Before we moved to Florida, my husband and I discovered old wood, I have to think that it was even before it was trendy. In a previous post about mirrors you can read about that endeavor. It seemed like a possible business idea at the time that never got past “what Ann would like”. It seems that, either we like everything that John makes so much that we can’t stand the thought of parting with any of it, or it truly boils down to “labors of love” and just plain labor doesn’t sound like as much fun. Fun being a relative word as I have fun watching the works of wood evolve while John may enjoy seeing my delight–or his being able to eat those cookies I make due to his physical efforts.
Not all of the wood that he uses is “old”. Our good friends at Lowes and Home Depot provide their fair share of our supply requirements. Replaced docks and public boardwalks provide the rest.
8 years ago, when our home was built, we decided that our 40 by 11 foot back porch wasn’t big enough. Oops, actually, we discovered that not having gutters on the edge of a covered porch during Florida summer downpours did a mighty good job of destroying the grass that bordered the porch. Enough said. Once you live without gutters you will know what I mean. We added gutters in the back then proceeded to design and add an 8 x 40 foot deck. Being the proud owners of a “Florida hill”, better known as a raised septic field, we were able to frame that at the same time and add steps to the grassed over field.
FYI other than the gated communities in the Hammock, all homes have septic systems. This really isn’t an issue. It provides for a sense of autonomy, lower water bills and no City of Palm Coast taxes due.
Deck finished, now what?
As most northerners will find, not having a basement in Florida, you will believe that you need a shed. Beware of County Permitting. If you build a house that takes the best advantage of your smaller lot, which most of us decide we want due to a desire to spend our leisure time at leisure, you may not have enough open space sanctioned to put a shed. I must emphasize sanctioned by the county, even if you can see the perfect “out of the way” location. Not only square footage is permitted, but the actual location most also be approved. In our case, the location allowed was at the top of our drive, the first thing you would see when driving up to our home. Not on. The location we wanted, tucked in the back corner, out of sight, was not acceptable to the powers that be.
Now we had an unused space that of course looked just the right size, if not for a shed, for a fire pit. But a fire pit needs furniture, right? We are all past the age of sitting cross-legged on the ground, forget about the creepy crawlies. Behold, version one of our fire pit furniture.
This worked great for a few parties and the seats were sturdy enough for our sturdier friends and grown sons. Unfortunately, I couldn’t get the popsicle stick comparison out of my mind.
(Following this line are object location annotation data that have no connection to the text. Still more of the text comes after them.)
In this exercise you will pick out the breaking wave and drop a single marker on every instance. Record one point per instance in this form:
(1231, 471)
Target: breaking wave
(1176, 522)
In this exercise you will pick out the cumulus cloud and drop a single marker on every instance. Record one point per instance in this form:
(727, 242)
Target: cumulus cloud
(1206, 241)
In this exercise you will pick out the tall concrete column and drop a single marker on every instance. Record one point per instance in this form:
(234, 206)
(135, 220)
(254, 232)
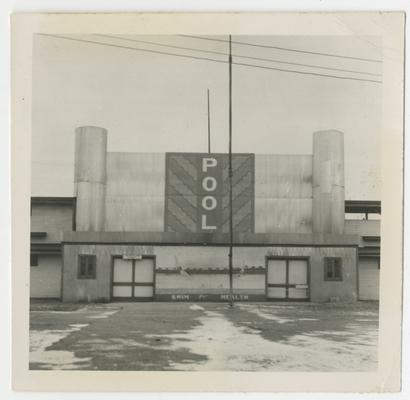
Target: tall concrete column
(328, 182)
(90, 177)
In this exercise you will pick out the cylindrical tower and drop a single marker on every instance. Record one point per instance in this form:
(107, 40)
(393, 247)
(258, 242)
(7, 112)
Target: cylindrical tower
(90, 177)
(328, 182)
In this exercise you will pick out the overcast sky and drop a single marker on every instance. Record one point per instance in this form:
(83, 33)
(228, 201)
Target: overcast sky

After a couple of visits from our children, and the completion of the pizza oven, with leftover bricks and pavers, John turned again to a deck to complement the “pit” and reduce the need to top up mulch (let alone reduce the inherent fire hazard of mulch around a sparking fire).
With our new and improved look to show off the furniture, our oldest son and his wife decided that they would like a version for their new home that had a screened porch. John was more than happy, not just to make what they requested, but that they actually wanted something he had made. Of course, I had to speak up and say that they might want a more modern look than the “popsicle sticks”. Well of course they did!
I guess I finally made the popsicle stick remark enough times that John tweaked our own chairs.
Time to celebrate the first firepit night of the year.
That’s all for today, but never fear, there are always new projects at our house in the Hammock.